"IN ITALIA MI AVEVANO PROPOSTO IL 12,5%, IN FRANCIA HO OTTENUTO IL 4,5%"

Se è vero che le banche hanno tradito i risparmiatori, esse hanno anche tradito i consumatori, oltre che la missione deontologica conferitagli dai loro statuti allorché la redditività del capitale di un Istituto dovrebbe offrire in contropartita un sostegno alla dinamica finanziaria ed economica della nazione. In realtà, non solo numerose banche hanno tradito i risparmi dell'investitore, ma hanno anche superato a volte i confini dell'illecito, comportandosi da veri e propri istituti finanziari. Infatti, la mancanza di un minimo di etica professionale conduce oggi gli istituti bancari italiani ad adottare misure draconiane sui prestiti ai più bisognosi, con tassi al livello del 300% rispetto a quelli applicati negli altri Paesi europei, aiutando ad affossare l’economia per la grave crisi che penalizzerà famiglie e piccole imprese.

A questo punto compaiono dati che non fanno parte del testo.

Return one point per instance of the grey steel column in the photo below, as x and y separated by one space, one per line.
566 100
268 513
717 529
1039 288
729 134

A maggior ragione, questo avviene in modo ancor più marcato da quando le banche italiane hanno ricevuto denaro pubblico a sostegno della loro attività. Insomma: dopo il danno, anche la beffa. Ho recentemente richiesto informazioni su un prestito per gli investimenti della mia Ong. Una grande banca del Nord Italia di cui sono cliente da quarant'anni mi ha chiesto un tasso di restituzione (Taeg) del 12,5%, allorché una finanziaria offriva su internet il 7,5%, mentre in Francia ho ottenuto il prestito al tasso del 4,5 per cento. Questo mentre il tasso di riferimento della Bce si colloca ai livelli più bassi mai registrati. L'esempio è sufficiente a ritrarre la situazione italiana in mano a dei dirigenti ormai invasi dal senso del potere e con ben poco senso di responsabilità. Chissà come si sta rivoltando Cuccia nella tomba…

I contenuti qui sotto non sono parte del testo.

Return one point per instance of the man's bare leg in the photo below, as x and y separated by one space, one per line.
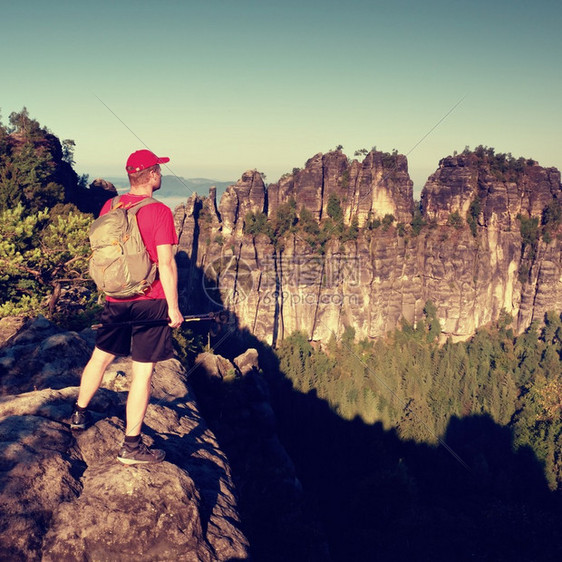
93 375
139 395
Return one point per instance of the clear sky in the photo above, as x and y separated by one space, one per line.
222 86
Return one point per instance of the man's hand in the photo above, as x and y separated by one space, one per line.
176 318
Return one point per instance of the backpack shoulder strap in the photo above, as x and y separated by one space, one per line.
133 209
115 202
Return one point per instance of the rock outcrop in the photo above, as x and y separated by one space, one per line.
480 246
63 495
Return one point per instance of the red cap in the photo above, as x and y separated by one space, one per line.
142 159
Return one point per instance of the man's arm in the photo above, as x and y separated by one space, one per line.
169 279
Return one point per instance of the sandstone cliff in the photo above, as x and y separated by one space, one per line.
468 252
63 495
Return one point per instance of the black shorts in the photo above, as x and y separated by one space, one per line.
145 343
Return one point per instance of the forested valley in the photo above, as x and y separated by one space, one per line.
412 450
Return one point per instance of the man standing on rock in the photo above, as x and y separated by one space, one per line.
146 343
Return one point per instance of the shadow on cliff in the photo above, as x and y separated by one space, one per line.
369 495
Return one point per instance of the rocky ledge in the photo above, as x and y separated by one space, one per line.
63 495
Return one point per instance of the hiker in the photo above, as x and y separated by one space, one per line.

Raffaele D'Arcangelo - Economista

Torino

"LA BANCA MI HA APPLICATO INTERESSI USURARI E ORA LA MIA AZIENDA STA PER CHIUDERE"

E cosa dovremmo dire, allora, quando le banche in pubblico firmano in pompa magna con le Prefetture il "Protocollo d'intesa per la prevenzione dell'usura". Sì, l'usura degli altri…Ho recentemente scoperto, dopo aver fatto redigere una perizia econometrica sugli estratti del conto corrente della mia azienda, che la mia banca, quella di cui mi fidavo, mi ha applicato interessi usurari e interessi anatocistici da capogiro e che dopo aver inserito la mia azienda nelle varie centrali rischi mi ha dapprima ridotto gli affidamenti e poi me li ha azzerati, naturalmente chiedendo il rientro immediato a copertura dell'esposizione e mettendomi praticamente sul lastrico. Comunque, dalla perizia econometrica fatta da esperti risulta evidentissimo che è la mia banca a dovermi dei soldi che indebitamente mi aveva trattenuto negli anni. Ma io sto chiudendo l'azienda, perché per venire riconosciute le mie ragioni passeranno anni e anni di procedimenti legali! Saluti a tutti.